Entretien avec Christophe Robert *

Le Journal d’information de France culture à 7 heures du matin, le 29 juillet 2010, affirmait: «A l’origine, un fait divers, isolé, une course-poursuite à Saint-Aignan dans le Loir-et-Cher [voir à ce sujet, l’article sur ce site publié en date du 28 juillet 2010] qui a mal tourné, avec une flambée de colère d’un groupe de gitans sédentarisés et français.

Au final, un plan répressif, d’urgence, avec des étrangers, les Roms, déclarés comme nouvelle cible de politique sécuritaire du gouvernement. Après les incidents qui ont opposé, il y a dix jours, des gens du voyage à des policiers, Nicolas Sarkozy avait promis une réponse ferme. Promesse tenue donc, puisque le gouvernement a dit vouloir éradiquer les campements illicites, mais aussi pratiquer des reconduites à la frontière systématiques pour tous les Roms qui auraient commis des atteintes à l’ordre public. Il faut donc dire que tous les préjugés mènent aux Roms.»

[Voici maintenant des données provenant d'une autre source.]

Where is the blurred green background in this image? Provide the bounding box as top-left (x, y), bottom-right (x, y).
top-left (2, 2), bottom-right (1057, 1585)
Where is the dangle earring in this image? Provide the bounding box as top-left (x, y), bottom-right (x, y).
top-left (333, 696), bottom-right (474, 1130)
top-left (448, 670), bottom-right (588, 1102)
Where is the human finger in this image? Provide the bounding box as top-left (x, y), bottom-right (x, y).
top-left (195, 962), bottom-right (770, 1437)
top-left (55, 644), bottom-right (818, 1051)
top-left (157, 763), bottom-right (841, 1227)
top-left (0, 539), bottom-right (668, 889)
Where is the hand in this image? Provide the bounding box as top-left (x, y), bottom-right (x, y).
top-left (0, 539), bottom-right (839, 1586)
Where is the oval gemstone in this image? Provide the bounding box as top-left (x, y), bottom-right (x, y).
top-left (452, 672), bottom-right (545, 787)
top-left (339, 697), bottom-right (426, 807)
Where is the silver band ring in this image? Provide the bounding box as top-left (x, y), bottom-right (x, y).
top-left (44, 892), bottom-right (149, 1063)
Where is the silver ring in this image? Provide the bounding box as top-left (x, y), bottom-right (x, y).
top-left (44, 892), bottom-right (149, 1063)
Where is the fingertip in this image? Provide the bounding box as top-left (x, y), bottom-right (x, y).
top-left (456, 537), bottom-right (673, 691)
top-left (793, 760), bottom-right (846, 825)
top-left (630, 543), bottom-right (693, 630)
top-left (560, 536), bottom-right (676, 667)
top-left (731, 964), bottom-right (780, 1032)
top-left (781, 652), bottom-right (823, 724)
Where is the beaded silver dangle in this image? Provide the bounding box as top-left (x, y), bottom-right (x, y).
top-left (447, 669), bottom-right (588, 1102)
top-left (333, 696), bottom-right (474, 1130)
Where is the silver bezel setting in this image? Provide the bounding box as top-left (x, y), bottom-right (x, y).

Dans la foulée de cette information, le chroniqueur Olivier Denray explique: «La répression comme mode d’action prioritaire. Sur le perron de l’Elysée, le ministre de l’Intérieur, a listé les objectifs du pouvoir politique. Brice Hortefeux a pris soin de bien appuyer sur les chiffres pour muscler la ligne de conduite arrêtée par le Chef de l’Etat à l’encontre des gens du voyage. Trois cents campements illégaux seront donc démantelés a dit le ministre, dans un délai de trois mois, soit […] la moitié des espaces où stationnent aujourd’hui des caravanes ou camping-cars.

Des inspecteurs du fisc seront également envoyés dans un certain nombre de camps pour contrôler les déclarations de revenus de ces populations nomades. Pour justifier cette décision, Hortefeux s’appuie sur un cliché, celui des grosses berlines qui tirent les caravanes ; un cliché qui choque, selon le ministre, la plupart de nos concitoyens.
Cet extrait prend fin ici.